# SIMULATED STEEL BOX CARS ?



## Randy Stone (Jan 2, 2008)

Well, I've finally got most if not all my trains back home from storage and while I've collected mostly hoppers and know them pretty well.

But SIMULATED STEEL BOX CARS?

I have purchased two of these USAT "simulated steel box cars".

I also had purchased a B&O AML box car.

I noticed how much bigger the AML box that the box car was in.

It was like a 1/3rd bigger.

So I pulled the AML and the two USAT simulated steel box cars out of there boxes.

The AML car looks huge compared to the two USAT cars. 17 inch long

In looking at the two USAT box cars, they look to be the same size as the USA RO wooden box cars I have. 14 5/8 inch long

I have two Aristo Craft Box cars somewhere in all the boxes and I believe they are approximately the same size as the AML.

I was looing for 40 foot box cars from the late 40s to mid 60s era.

I don't think 14 5/8 inch works out to 40 feet.

So what is USAT meaning by simulated steel box cars.


----------



## Dr Rivet (Jan 5, 2008)

Randy 

I looked at the photos on the USAT site. What an odd choice of words. In the real world they would be called "rebuilt" box cars, or "steel sheathed" box cars.
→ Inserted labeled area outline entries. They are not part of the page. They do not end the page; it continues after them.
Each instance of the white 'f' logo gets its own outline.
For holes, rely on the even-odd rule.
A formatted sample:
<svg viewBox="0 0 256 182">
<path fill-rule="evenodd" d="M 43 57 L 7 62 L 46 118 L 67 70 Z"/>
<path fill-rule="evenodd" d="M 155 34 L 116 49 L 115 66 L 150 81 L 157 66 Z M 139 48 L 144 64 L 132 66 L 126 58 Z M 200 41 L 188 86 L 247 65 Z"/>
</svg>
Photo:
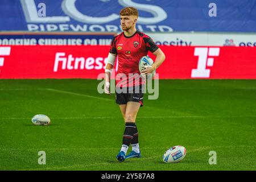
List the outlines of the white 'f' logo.
<svg viewBox="0 0 256 182">
<path fill-rule="evenodd" d="M 213 65 L 214 59 L 208 57 L 208 56 L 218 56 L 220 55 L 220 48 L 196 47 L 195 48 L 194 56 L 198 57 L 197 68 L 192 69 L 191 72 L 192 78 L 209 78 L 210 77 L 209 69 L 206 67 Z"/>
<path fill-rule="evenodd" d="M 10 47 L 0 47 L 0 56 L 9 56 L 11 52 Z M 3 57 L 0 57 L 0 67 L 3 66 Z M 0 70 L 1 72 L 1 70 Z"/>
</svg>

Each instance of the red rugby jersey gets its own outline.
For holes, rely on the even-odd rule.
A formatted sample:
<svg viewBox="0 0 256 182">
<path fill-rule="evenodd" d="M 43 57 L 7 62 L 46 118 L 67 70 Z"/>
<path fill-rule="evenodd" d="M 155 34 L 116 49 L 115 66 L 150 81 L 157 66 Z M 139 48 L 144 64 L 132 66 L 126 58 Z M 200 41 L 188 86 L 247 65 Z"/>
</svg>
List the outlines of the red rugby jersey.
<svg viewBox="0 0 256 182">
<path fill-rule="evenodd" d="M 109 52 L 117 54 L 118 57 L 118 67 L 117 75 L 124 73 L 127 76 L 127 80 L 115 80 L 117 86 L 122 85 L 123 87 L 136 86 L 143 84 L 138 80 L 133 79 L 132 82 L 129 81 L 129 73 L 140 75 L 139 62 L 141 58 L 147 55 L 148 51 L 154 52 L 158 47 L 152 39 L 140 31 L 137 31 L 132 36 L 125 36 L 124 32 L 114 37 L 112 40 Z"/>
</svg>

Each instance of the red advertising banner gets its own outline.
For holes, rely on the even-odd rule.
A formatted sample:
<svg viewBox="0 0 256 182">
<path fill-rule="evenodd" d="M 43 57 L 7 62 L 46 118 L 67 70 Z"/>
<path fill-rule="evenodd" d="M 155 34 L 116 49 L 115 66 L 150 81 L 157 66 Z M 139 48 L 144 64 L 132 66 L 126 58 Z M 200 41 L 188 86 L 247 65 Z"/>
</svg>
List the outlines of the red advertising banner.
<svg viewBox="0 0 256 182">
<path fill-rule="evenodd" d="M 156 71 L 159 78 L 256 78 L 256 48 L 160 47 L 166 59 Z M 0 46 L 0 78 L 97 78 L 109 51 L 100 46 Z"/>
</svg>

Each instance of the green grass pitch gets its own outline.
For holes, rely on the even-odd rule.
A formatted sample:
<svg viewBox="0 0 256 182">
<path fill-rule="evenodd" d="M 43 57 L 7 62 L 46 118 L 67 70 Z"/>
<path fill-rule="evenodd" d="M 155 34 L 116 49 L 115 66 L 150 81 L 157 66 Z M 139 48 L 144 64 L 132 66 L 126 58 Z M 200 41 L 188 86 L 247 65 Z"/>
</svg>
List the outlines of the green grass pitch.
<svg viewBox="0 0 256 182">
<path fill-rule="evenodd" d="M 124 121 L 114 94 L 98 93 L 98 82 L 0 80 L 0 170 L 256 170 L 256 80 L 160 80 L 159 98 L 144 96 L 137 115 L 142 158 L 123 163 L 115 156 Z M 52 124 L 34 125 L 37 114 Z M 164 163 L 175 145 L 186 156 Z"/>
</svg>

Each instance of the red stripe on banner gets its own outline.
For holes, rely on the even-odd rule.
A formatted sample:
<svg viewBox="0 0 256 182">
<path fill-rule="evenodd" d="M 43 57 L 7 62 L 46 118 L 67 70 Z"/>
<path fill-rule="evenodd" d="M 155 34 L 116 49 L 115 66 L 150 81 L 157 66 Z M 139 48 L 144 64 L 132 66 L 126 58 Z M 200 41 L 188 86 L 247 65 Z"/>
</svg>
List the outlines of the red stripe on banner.
<svg viewBox="0 0 256 182">
<path fill-rule="evenodd" d="M 166 57 L 156 70 L 160 79 L 256 78 L 255 47 L 160 48 Z M 100 46 L 0 46 L 0 78 L 96 79 L 109 51 Z"/>
</svg>

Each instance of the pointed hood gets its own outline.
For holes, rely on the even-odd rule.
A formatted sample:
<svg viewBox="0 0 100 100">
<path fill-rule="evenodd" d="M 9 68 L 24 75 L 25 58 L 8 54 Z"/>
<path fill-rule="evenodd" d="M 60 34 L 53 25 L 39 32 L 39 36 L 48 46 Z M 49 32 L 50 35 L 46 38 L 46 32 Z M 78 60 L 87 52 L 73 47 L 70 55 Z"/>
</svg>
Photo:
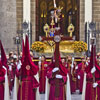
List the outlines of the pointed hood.
<svg viewBox="0 0 100 100">
<path fill-rule="evenodd" d="M 24 59 L 22 63 L 22 74 L 26 75 L 27 70 L 26 66 L 30 66 L 30 71 L 32 72 L 33 75 L 37 74 L 38 71 L 38 66 L 36 66 L 30 56 L 30 50 L 29 50 L 29 42 L 28 42 L 28 36 L 26 35 L 26 41 L 25 41 L 25 47 L 24 47 Z"/>
<path fill-rule="evenodd" d="M 2 62 L 1 62 L 1 60 L 0 60 L 0 68 L 2 68 Z"/>
<path fill-rule="evenodd" d="M 24 45 L 24 40 L 22 41 L 22 58 L 21 58 L 21 62 L 23 62 L 25 57 L 25 45 Z"/>
<path fill-rule="evenodd" d="M 94 64 L 96 65 L 96 46 L 92 45 L 91 47 L 91 56 L 90 56 L 90 63 L 86 68 L 86 72 L 89 73 L 93 68 Z"/>
<path fill-rule="evenodd" d="M 55 51 L 56 52 L 56 51 Z M 56 56 L 55 56 L 55 52 L 54 52 L 54 60 L 56 61 Z M 63 74 L 63 75 L 67 75 L 67 69 L 65 66 L 63 66 L 62 62 L 61 62 L 61 56 L 60 56 L 60 52 L 59 52 L 59 69 L 60 69 L 60 72 Z M 53 68 L 55 68 L 55 62 L 52 61 L 52 63 L 48 66 L 48 70 L 51 71 Z"/>
<path fill-rule="evenodd" d="M 2 65 L 5 66 L 8 69 L 7 57 L 6 57 L 6 54 L 5 54 L 5 51 L 4 51 L 1 40 L 0 40 L 0 48 L 1 48 L 1 62 L 2 62 Z"/>
</svg>

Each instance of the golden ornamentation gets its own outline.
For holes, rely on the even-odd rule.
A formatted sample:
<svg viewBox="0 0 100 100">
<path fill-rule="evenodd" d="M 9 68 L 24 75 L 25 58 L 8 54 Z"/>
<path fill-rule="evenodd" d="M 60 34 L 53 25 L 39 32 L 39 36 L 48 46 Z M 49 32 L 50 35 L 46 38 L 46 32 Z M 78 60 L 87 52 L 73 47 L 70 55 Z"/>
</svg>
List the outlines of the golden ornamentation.
<svg viewBox="0 0 100 100">
<path fill-rule="evenodd" d="M 83 41 L 75 41 L 72 45 L 74 52 L 86 52 L 87 51 L 87 43 Z"/>
<path fill-rule="evenodd" d="M 49 25 L 46 23 L 46 24 L 44 25 L 43 29 L 44 29 L 44 32 L 46 33 L 46 37 L 47 37 L 47 36 L 48 36 L 48 32 L 50 31 Z"/>
<path fill-rule="evenodd" d="M 72 37 L 72 33 L 74 32 L 74 25 L 72 23 L 68 26 L 68 32 L 70 33 L 70 37 Z"/>
<path fill-rule="evenodd" d="M 46 49 L 46 45 L 45 43 L 43 42 L 40 42 L 40 41 L 36 41 L 32 44 L 32 47 L 31 47 L 32 50 L 35 50 L 36 52 L 40 52 L 40 53 L 43 53 L 44 50 Z"/>
</svg>

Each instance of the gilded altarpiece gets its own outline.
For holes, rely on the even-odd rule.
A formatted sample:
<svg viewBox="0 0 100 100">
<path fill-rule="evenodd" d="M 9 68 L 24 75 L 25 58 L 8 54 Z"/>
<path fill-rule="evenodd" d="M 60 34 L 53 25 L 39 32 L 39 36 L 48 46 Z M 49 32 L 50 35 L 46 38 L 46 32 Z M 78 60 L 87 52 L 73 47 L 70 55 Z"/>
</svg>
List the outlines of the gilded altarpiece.
<svg viewBox="0 0 100 100">
<path fill-rule="evenodd" d="M 36 40 L 39 36 L 45 36 L 43 26 L 50 25 L 50 11 L 54 8 L 53 0 L 36 0 Z M 56 0 L 57 7 L 62 9 L 62 34 L 69 36 L 68 26 L 73 24 L 75 30 L 73 35 L 79 40 L 79 0 Z"/>
</svg>

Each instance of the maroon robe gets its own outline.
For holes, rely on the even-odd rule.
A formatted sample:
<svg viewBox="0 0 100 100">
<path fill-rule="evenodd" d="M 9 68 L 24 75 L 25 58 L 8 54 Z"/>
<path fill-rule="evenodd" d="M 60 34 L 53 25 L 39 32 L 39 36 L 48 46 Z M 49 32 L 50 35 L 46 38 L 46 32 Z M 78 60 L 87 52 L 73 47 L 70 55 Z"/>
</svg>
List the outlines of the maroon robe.
<svg viewBox="0 0 100 100">
<path fill-rule="evenodd" d="M 67 63 L 67 69 L 69 72 L 71 93 L 74 93 L 76 91 L 76 85 L 77 85 L 75 65 L 74 65 L 72 73 L 71 73 L 71 69 L 72 69 L 71 62 Z"/>
<path fill-rule="evenodd" d="M 85 67 L 86 67 L 85 63 L 82 62 L 78 65 L 78 69 L 77 69 L 77 75 L 80 76 L 80 79 L 78 80 L 80 93 L 82 93 L 82 89 L 83 89 Z"/>
<path fill-rule="evenodd" d="M 2 68 L 2 64 L 0 62 L 0 100 L 4 100 L 4 81 L 5 81 L 5 69 Z"/>
<path fill-rule="evenodd" d="M 60 75 L 62 74 L 60 73 Z M 56 81 L 55 81 L 55 78 L 53 77 L 52 71 L 47 74 L 47 77 L 49 78 L 49 84 L 50 84 L 49 100 L 66 100 L 65 84 L 67 82 L 67 76 L 63 76 L 62 79 L 59 79 L 59 85 L 60 85 L 59 86 L 59 91 L 60 91 L 59 98 L 55 97 Z"/>
<path fill-rule="evenodd" d="M 95 88 L 93 88 L 93 75 L 91 72 L 86 75 L 85 100 L 95 100 Z"/>
<path fill-rule="evenodd" d="M 21 81 L 18 90 L 18 100 L 36 100 L 35 93 L 39 83 L 35 79 L 34 75 L 38 72 L 38 66 L 36 66 L 31 60 L 27 35 L 23 49 L 25 52 L 21 69 L 19 71 L 16 70 L 17 77 Z"/>
<path fill-rule="evenodd" d="M 17 73 L 17 76 L 19 73 Z M 33 75 L 30 70 L 27 71 L 27 75 L 21 77 L 21 83 L 18 89 L 18 100 L 36 100 L 36 88 L 39 86 L 39 83 Z"/>
<path fill-rule="evenodd" d="M 41 70 L 40 70 L 40 87 L 39 92 L 45 93 L 45 83 L 46 83 L 46 73 L 47 73 L 47 62 L 44 61 L 41 63 Z"/>
<path fill-rule="evenodd" d="M 65 66 L 62 65 L 62 62 L 59 62 L 59 74 L 62 75 L 62 79 L 59 79 L 59 91 L 60 91 L 60 96 L 59 97 L 55 97 L 55 88 L 56 88 L 56 78 L 55 76 L 53 76 L 53 68 L 55 68 L 55 62 L 52 62 L 49 66 L 48 66 L 48 72 L 47 72 L 47 77 L 49 79 L 49 84 L 50 84 L 50 91 L 49 91 L 49 100 L 66 100 L 66 91 L 65 91 L 65 84 L 67 82 L 67 69 L 65 68 Z"/>
</svg>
Clearly, USAT took the original wood box car that was a clone of the original LGB, replaced the ends with "stamped steel" and the sides with "riveted steel panels". On prototype cars this resulted in steel cars that were sometimes shorter in length, and had much lower inside height. One interesting thing is that they have at least two or three door variations. The plug door is not even close to correct. 

These cars would be approximately correct for periods in the time frame of 1915 to 1940 with archbar or Andrews trucks. Remember these cars are based on models that are approximately 1:22.5 NG. 
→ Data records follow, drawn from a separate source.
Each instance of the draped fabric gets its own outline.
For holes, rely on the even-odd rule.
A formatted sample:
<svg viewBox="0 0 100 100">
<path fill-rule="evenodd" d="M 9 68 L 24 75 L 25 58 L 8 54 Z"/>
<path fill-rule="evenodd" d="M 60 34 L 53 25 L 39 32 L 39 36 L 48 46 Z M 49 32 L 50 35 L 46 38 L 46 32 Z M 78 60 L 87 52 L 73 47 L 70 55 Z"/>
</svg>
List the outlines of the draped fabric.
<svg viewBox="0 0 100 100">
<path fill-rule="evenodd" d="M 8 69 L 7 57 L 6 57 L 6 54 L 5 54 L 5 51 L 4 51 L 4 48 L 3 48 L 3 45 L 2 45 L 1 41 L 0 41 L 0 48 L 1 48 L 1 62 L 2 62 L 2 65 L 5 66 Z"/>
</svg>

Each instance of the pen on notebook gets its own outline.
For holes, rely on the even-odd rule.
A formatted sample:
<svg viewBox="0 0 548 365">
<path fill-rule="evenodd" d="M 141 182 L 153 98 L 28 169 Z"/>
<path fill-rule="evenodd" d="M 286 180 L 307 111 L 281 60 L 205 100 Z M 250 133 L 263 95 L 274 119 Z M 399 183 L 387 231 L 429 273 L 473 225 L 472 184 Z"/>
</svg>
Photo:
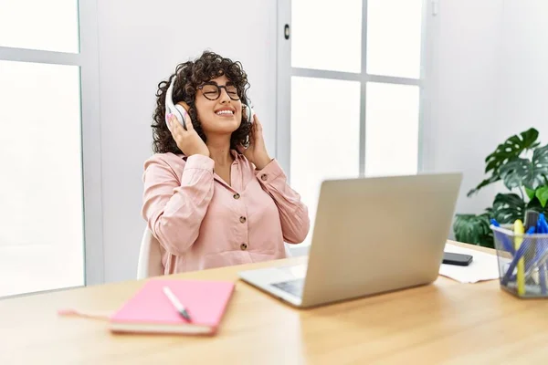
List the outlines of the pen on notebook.
<svg viewBox="0 0 548 365">
<path fill-rule="evenodd" d="M 171 291 L 171 289 L 169 288 L 169 287 L 163 287 L 163 293 L 165 294 L 165 296 L 167 297 L 167 298 L 169 299 L 169 301 L 174 305 L 174 307 L 175 308 L 175 309 L 177 309 L 177 312 L 179 312 L 179 314 L 181 316 L 183 316 L 183 318 L 186 320 L 191 320 L 190 319 L 190 316 L 188 315 L 188 312 L 186 311 L 186 308 L 184 308 L 184 306 L 183 306 L 181 304 L 181 302 L 179 301 L 179 299 L 177 299 L 177 297 L 175 297 L 175 295 L 174 294 L 173 291 Z"/>
</svg>

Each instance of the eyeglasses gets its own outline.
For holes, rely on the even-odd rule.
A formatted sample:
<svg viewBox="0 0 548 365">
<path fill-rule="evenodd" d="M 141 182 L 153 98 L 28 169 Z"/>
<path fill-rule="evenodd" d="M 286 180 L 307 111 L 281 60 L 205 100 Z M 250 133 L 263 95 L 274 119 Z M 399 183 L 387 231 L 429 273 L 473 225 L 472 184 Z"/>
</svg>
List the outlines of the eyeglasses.
<svg viewBox="0 0 548 365">
<path fill-rule="evenodd" d="M 224 89 L 228 94 L 228 98 L 233 100 L 239 100 L 239 95 L 237 93 L 237 88 L 234 85 L 221 85 L 218 86 L 215 82 L 207 82 L 204 85 L 200 85 L 198 87 L 202 93 L 206 97 L 206 99 L 209 100 L 216 100 L 221 96 L 221 89 Z"/>
</svg>

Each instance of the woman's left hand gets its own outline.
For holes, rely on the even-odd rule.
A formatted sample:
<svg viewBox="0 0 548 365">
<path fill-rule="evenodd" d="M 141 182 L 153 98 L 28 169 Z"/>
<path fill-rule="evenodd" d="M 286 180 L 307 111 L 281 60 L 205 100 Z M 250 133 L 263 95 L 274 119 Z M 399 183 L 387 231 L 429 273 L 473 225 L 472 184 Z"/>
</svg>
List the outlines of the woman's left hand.
<svg viewBox="0 0 548 365">
<path fill-rule="evenodd" d="M 257 115 L 253 116 L 253 124 L 251 125 L 251 131 L 249 132 L 249 147 L 245 148 L 243 146 L 238 146 L 238 151 L 246 156 L 258 170 L 264 169 L 272 160 L 267 151 L 265 139 L 262 134 L 262 125 L 260 124 L 258 118 L 257 118 Z"/>
</svg>

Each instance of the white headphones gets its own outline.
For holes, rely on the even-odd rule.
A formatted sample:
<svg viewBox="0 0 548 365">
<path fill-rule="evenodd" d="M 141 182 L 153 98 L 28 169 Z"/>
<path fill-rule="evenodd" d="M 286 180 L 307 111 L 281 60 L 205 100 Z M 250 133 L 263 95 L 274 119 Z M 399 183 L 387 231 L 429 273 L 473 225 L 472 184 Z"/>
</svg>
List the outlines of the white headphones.
<svg viewBox="0 0 548 365">
<path fill-rule="evenodd" d="M 184 130 L 186 130 L 186 123 L 184 121 L 184 117 L 188 114 L 186 112 L 186 110 L 184 110 L 184 108 L 183 108 L 182 105 L 179 104 L 174 104 L 174 85 L 175 84 L 175 78 L 177 78 L 177 76 L 174 76 L 174 78 L 172 79 L 172 82 L 169 86 L 169 88 L 167 89 L 167 92 L 165 93 L 165 124 L 167 125 L 167 128 L 169 129 L 169 130 L 171 131 L 171 128 L 169 128 L 169 122 L 167 120 L 167 115 L 168 114 L 173 114 L 175 116 L 175 118 L 177 119 L 177 120 L 179 120 L 179 122 L 183 125 L 183 128 L 184 128 Z M 244 107 L 244 109 L 246 110 L 246 113 L 248 116 L 248 120 L 251 123 L 253 123 L 253 110 L 251 109 L 251 107 L 248 104 L 246 104 L 244 102 L 242 102 L 242 105 Z"/>
</svg>

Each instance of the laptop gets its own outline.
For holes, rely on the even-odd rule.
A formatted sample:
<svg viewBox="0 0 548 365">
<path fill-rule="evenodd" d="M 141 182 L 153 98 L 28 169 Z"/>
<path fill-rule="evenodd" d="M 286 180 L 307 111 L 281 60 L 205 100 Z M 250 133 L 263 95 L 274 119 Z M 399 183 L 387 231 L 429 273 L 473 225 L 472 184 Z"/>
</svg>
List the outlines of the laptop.
<svg viewBox="0 0 548 365">
<path fill-rule="evenodd" d="M 461 181 L 461 173 L 326 180 L 306 264 L 238 276 L 298 308 L 430 284 Z"/>
</svg>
The AML car is a 1:29 model of a Pullman Standard PS-1 box car that has an inside height of 10 ft 6 in rather than a rebuilt wooden car with an inside height of 8 ft 3in to 8 ft 6 in. 

As to length, 17 inches is 41 ft in 1:29, almost exactly correct for the box cars on the 1940-60 period. 14.625 in is just over 35 ft in 1:29, an acceptable representation of a 36 ft rebuilt car. 

Just go with it


----------



## chuck n (Jan 2, 2008)

Early on USAt made "steel" box cars that were the same dimensions as their wooden ones. The wooden ones are 1:24 in size, but nothing existed for a "steel" prototype in that size. Then they came out with their ultimate series, which is 1:29.
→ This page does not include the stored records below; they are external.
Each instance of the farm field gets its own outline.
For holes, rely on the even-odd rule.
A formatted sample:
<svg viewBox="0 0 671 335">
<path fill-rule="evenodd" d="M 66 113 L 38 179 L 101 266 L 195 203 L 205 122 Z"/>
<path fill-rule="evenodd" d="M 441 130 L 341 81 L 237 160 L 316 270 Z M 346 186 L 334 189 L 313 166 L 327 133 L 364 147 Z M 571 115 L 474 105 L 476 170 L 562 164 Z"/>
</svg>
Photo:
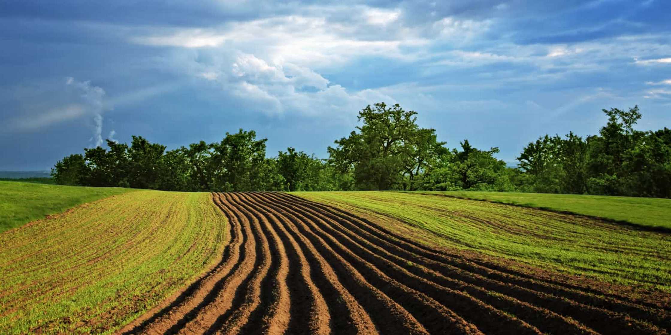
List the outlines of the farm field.
<svg viewBox="0 0 671 335">
<path fill-rule="evenodd" d="M 16 228 L 46 215 L 86 202 L 135 190 L 46 185 L 0 180 L 0 232 Z"/>
<path fill-rule="evenodd" d="M 297 192 L 429 245 L 609 283 L 671 289 L 671 238 L 584 216 L 403 192 Z"/>
<path fill-rule="evenodd" d="M 671 328 L 667 291 L 578 278 L 456 244 L 439 246 L 435 241 L 448 237 L 429 226 L 421 229 L 433 239 L 419 243 L 414 235 L 417 221 L 400 224 L 399 215 L 381 214 L 391 206 L 409 214 L 429 209 L 437 215 L 431 210 L 436 204 L 404 198 L 448 206 L 468 200 L 391 192 L 299 194 L 216 194 L 231 236 L 220 263 L 183 294 L 164 300 L 119 333 L 613 334 L 667 334 Z M 386 200 L 395 203 L 382 204 Z M 368 209 L 350 202 L 366 203 Z M 374 208 L 369 202 L 380 204 Z M 522 211 L 530 216 L 548 214 Z M 566 224 L 576 218 L 540 219 Z M 603 231 L 619 229 L 589 223 Z M 480 232 L 474 224 L 460 224 Z M 508 239 L 535 232 L 517 226 L 509 230 Z M 637 237 L 646 238 L 661 241 L 657 235 Z M 652 253 L 646 247 L 634 253 Z M 654 280 L 668 286 L 661 272 Z M 645 281 L 635 275 L 627 280 Z"/>
<path fill-rule="evenodd" d="M 567 212 L 621 221 L 631 224 L 665 228 L 671 232 L 671 199 L 629 196 L 552 194 L 476 191 L 413 191 L 485 200 L 492 202 Z"/>
<path fill-rule="evenodd" d="M 23 203 L 11 204 L 58 197 L 34 186 L 42 193 L 21 186 Z M 0 234 L 0 334 L 111 331 L 220 257 L 225 217 L 209 193 L 54 187 L 58 206 L 117 194 Z"/>
<path fill-rule="evenodd" d="M 0 234 L 0 333 L 668 334 L 670 254 L 417 193 L 133 190 Z"/>
</svg>

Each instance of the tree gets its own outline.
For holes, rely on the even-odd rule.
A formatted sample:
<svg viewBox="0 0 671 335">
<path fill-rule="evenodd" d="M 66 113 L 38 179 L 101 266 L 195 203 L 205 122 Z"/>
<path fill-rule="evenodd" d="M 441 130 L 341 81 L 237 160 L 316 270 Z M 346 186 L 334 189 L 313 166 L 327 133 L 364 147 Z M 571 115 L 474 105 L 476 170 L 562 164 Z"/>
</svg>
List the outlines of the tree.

Your "steel" cars are very close to 1:32 in length but off slightly in height and width.


Chuck


----------



## Randy Stone (Jan 2, 2008)

Thanks Jim and Chuck 

I guess I'm going to have to make sure of what I'm bidding on in the future.


----------



## chuck n (Jan 2, 2008)

Randy:

These cars are short, sort of, but at the head of a coal train with hoppers that are also short and long, no one will notice. Especially if you mix them in with other cars of different heights and lengths, such as flats, gondolas, hoppers and tanks. I have used it as a head end car with a string of USAt streamliners pulled by the mallet. It is just there, as long as it isn't coupled to real 40 foot box cars, I think that you'll be OK.


I use one as a battery car for my mallet and DM&IR ore train.


----------



## Randy Stone (Jan 2, 2008)

Oh, I'm not going to get rid of them. Just going to try not to buy anymore. 

Your Mallet and the B&O box car look great Chuck


----------



## chuck n (Jan 2, 2008)

If anyone is interested the car data, on the side, on one of the early USA cars in questions says that it is 40'.

Chuck


----------